X_0 = X_0.reshape([X_0.shape[0], 1, 28, 28])
X_0 = torch.tensor(X_0, dtype = torch.float32)
X_0_train, X_0_test = X_0[:6000, :, :, :], X_0[6000:, :, :, :]
train_loader = DataLoader(X_0_train, batch_size = 50)

Next, create a network using Pytorch. The encoder uses nn.Conv2d for normal convolution. The input image was 1x28x28 with 784 dimensions, but after passing through the encoder, it is dimensionally compressed to 4x7x7 with 196 dimensions. The decoder uses nn.ConvTranspose2d, which is the reverse of the normal convolution (?). Then, it finally returns to 784 dimensions of 1x28x28.

class ConvAutoencoder(nn.Module):
    def __init__(self):
        super(ConvAutoencoder, self).__init__()
        #Encoder Layers
        self.conv1 = nn.Conv2d(in_channels = 1, out_channels = 16,
                               kernel_size = 3, padding = 1)
        self.conv2 = nn.Conv2d(in_channels = 16, out_channels = 4,
                               kernel_size = 3, padding = 1)
        #Decoder Layers
        self.t_conv1 = nn.ConvTranspose2d(in_channels = 4, out_channels = 16,
                                          kernel_size = 2, stride = 2)
        self.t_conv2 = nn.ConvTranspose2d(in_channels = 16, out_channels = 1,
                                          kernel_size = 2, stride = 2)
        self.relu = nn.ReLU()
        self.pool = nn.MaxPool2d(2, 2)
        self.sigmoid = nn.Sigmoid()
    
    def forward(self, x):
        #Shows the dimension when i sheets of 28x28 monochrome images are input in the comment.
        #encode#                          #in  [i, 1, 28, 28] 
        x = self.relu(self.conv1(x))      #out [i, 16, 28, 28]  
        x = self.pool(x)                  #out [i, 16, 14, 14]
        x = self.relu(self.conv2(x))      #out [i, 4, 14, 14]
        x = self.pool(x)                  #out [i ,4, 7, 7]
        #decode#
        x = self.relu(self.t_conv1(x))    #out [i, 16, 14, 14]
        x = self.sigmoid(self.t_conv2(x)) #out [i, 1, 28, 28]
        return x

Now that we have a network, let's learn. The loss_fn calculation compares the input image with the output image of the network.

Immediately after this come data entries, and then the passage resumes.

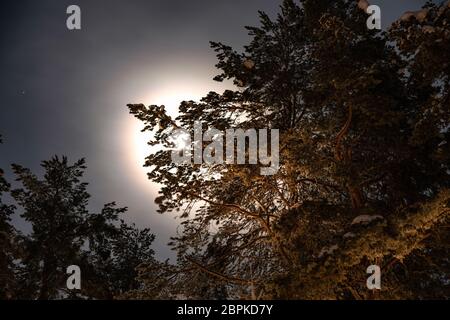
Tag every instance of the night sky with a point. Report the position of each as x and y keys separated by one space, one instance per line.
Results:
x=65 y=92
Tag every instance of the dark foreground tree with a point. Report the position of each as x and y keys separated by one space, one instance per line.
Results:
x=64 y=233
x=8 y=249
x=364 y=163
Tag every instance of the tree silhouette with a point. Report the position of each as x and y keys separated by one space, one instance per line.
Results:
x=8 y=236
x=65 y=232
x=364 y=177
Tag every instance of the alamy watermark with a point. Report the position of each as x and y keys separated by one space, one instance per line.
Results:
x=232 y=146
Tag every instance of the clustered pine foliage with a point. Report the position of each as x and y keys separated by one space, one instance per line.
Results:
x=364 y=173
x=64 y=233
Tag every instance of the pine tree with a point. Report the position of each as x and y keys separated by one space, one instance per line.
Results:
x=65 y=233
x=364 y=177
x=8 y=247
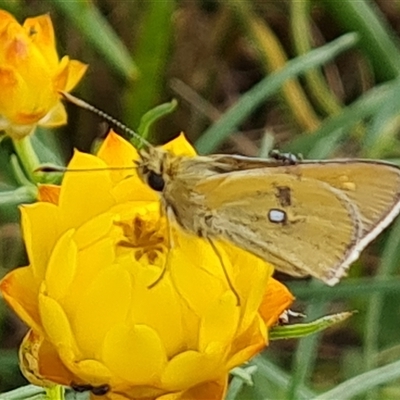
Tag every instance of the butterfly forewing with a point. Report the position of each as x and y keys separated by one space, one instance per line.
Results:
x=372 y=186
x=302 y=226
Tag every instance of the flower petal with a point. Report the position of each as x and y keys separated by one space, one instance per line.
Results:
x=135 y=353
x=97 y=308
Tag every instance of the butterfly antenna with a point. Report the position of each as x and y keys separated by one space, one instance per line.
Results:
x=86 y=106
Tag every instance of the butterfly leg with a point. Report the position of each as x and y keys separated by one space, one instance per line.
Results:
x=285 y=158
x=227 y=277
x=170 y=241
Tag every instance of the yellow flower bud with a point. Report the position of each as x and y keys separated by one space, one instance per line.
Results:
x=96 y=246
x=31 y=75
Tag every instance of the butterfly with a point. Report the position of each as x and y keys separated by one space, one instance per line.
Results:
x=304 y=217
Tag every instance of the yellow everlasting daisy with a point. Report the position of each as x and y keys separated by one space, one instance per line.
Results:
x=31 y=75
x=96 y=245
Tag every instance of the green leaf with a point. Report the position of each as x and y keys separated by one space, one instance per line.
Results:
x=29 y=392
x=96 y=30
x=307 y=328
x=152 y=55
x=152 y=116
x=248 y=102
x=363 y=383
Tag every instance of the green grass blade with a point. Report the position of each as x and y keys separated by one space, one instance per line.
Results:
x=363 y=383
x=277 y=377
x=389 y=264
x=338 y=126
x=348 y=288
x=307 y=328
x=231 y=120
x=378 y=40
x=152 y=56
x=98 y=32
x=306 y=353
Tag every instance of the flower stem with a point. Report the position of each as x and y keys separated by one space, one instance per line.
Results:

def train_net(n_epochs, train_loader, net, optimizer_cls = optim.Adam,
              loss_fn = nn.MSELoss(), device = "cpu"):
    """
    n_epochs… Number of training sessions
net… network
    device …　"cpu" or "cuda:0"
    """
    losses = []         #loss_Record function transitions
    optimizer = optimizer_cls(net.parameters(), lr = 0.001)
    net.to(device)
    
    for epoch in range(n_epochs):
        running_loss = 0.0  
        net.train()         #Network training mode
    
        for i, XX in enumerate(train_loader):
            XX.to(device)
            optimizer.zero_grad()
            XX_pred = net(XX)             #Predict on the network
            loss = loss_fn(XX, XX_pred)   #Forecast data and forecast of original data
            loss.backward()
            optimizer.step()              #Gradient update
            running_loss += loss.item()
        
        losses.append(running_loss / i)
        print("epoch", epoch, ": ", running_loss / i)
        
    return losses

losses = train_net(n_epochs = 30,
                   train_loader = train_loader,
                   net = net)

Graph the output loss with matplotlib.

Predict on the net using data that is not used for learning. When 0 images are input to net

img_num = 4
pred = net(X_0_test[img_num:(img_num + 1)])
pred = pred.detach().numpy()
pred = pred[0, 0, :, :]

origin = X_0_test[img_num:(img_num + 1)].numpy()
origin = origin[0, 0, :, :]

plt.subplot(211)
plt.imshow(origin, cmap = "gray")
plt.xticks([])
plt.yticks([])
plt.text(x = 3, y = 2, s = "original image", c = "red")

plt.subplot(212)
plt.imshow(pred, cmap = "gray")
plt.text(x = 3, y = 2, s = "output image", c = "red")
plt.xticks([])
plt.yticks([])
plt.savefig("0_auto_encoder")
plt.show()

The top is the input image and the bottom is the output image. 0 is reproduced well.

When I input the image of 6, I could not reproduce 6 well. If you couldn't reproduce the data well, you can judge that it is abnormal (probably).

By the way, this model was able to learn relatively quickly even on a notebook PC, so I would like to try it even in a deeper layer.